I called a dealership about this, and the polite word for this procedure is extortion.
So I put the wheel well back inside the bumper, reapply the screw holding the two together and then insert the three rivets to their mounted position. I turned the wheel back to the standard position and went to the hardware store.
Imagine walking into a place with saws and drills and drywall putty with this playing over the speakers:
I did find the sink repair kit. We have a slow drip in the kitchen. If you hop on one foot and the wind is blowing out of the northwest you can find a sweet spot and stop the leak. Otherwise you’re going to hear a drop of water every so often.
I pick up the set of springs, washers and other things. Having watched a video, and read the instructions, I’m confident this is a quick fix, somewhere in the easy category.
I find the batteries I need that Walmart did not have. I check out.
I return home to the dripping sink and assemble my tools. The first step is to remove the handle from the rest of the apparatus. One allen wrench later and the handle is in the sink. Success! Now the cap assembly must come off so that we can find the parts that need to be replaced.

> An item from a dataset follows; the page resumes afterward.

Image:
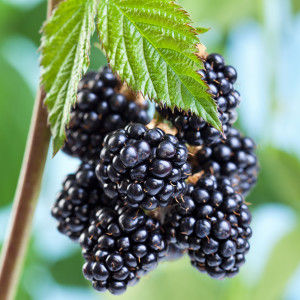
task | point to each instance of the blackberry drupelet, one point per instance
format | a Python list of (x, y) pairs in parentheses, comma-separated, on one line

The cap assembly will not come off. It seems that the water has fused one piece of metal to another. Twisting, turning, banging, spinning, muttering, nothing would set the thing free. I torqued it so hard that I could turn the entire faucet assembly from the sink. This is where you hear your parents voices in your head: Don’t force it.
So the repair kit is going back to the store and I’ll just blame my impressively hard water and the curse of whatever spirits we’ve angered that live on this property. If you’re keeping score:
Thermostat
Shower head
Refrigerator
Dishwasher
Dishwasher again
Cable, multiple times
Garage door button
Air conditioner contact
Two separate minor plumbing issues
The sink of doom
We’ve lived here 17 months.
Finally, I replaced the battery in the key fob to my car. There’s a telltale in the dash that tells you when the battery is low. This is a precise operation. In fact, operation is a good term, because you need to work in a completely sterile environment and operate your Fulcrumbot 6000 with a precise caliper measurement to remove and replace the batter. And, I guess also because my car is a Nissan, it requires a battery that merely glancing at with human eyes “significantly reduces the battery’s charge.”
Having separated the fob, prying free the dying battery and maneuvering the new battery into place with a complex series of electromagnetic acrobatics, I have gotten at least one item off the list. Go out to the car, crank the engine and … the low battery telltale is still on.
Also, I received my third piece of correspondence telling me that I wouldn’t be paid for an article I wrote last year. For a publisher that is apparently shirking their responsibilities while going out of business they certainly are prolific.
The tornado ripped the roof and wall off of half of the the Snider’s home, including their baby’s room. He credits the siren with saving their lives, particularly his daughter’s life.
“If that siren had not gone off, my baby would have been gone,” he said. “The crib was still there, but it sucked the sheets off of it.”
Lucky guy. You aren’t supposed to depend on those outdoor sirens as a warning — they aren’t designed for indoor alarms or to wake up people in the middle of the night, but are rather intended to get people back inside to safety — but Charles Snider will never live out of earshot of one.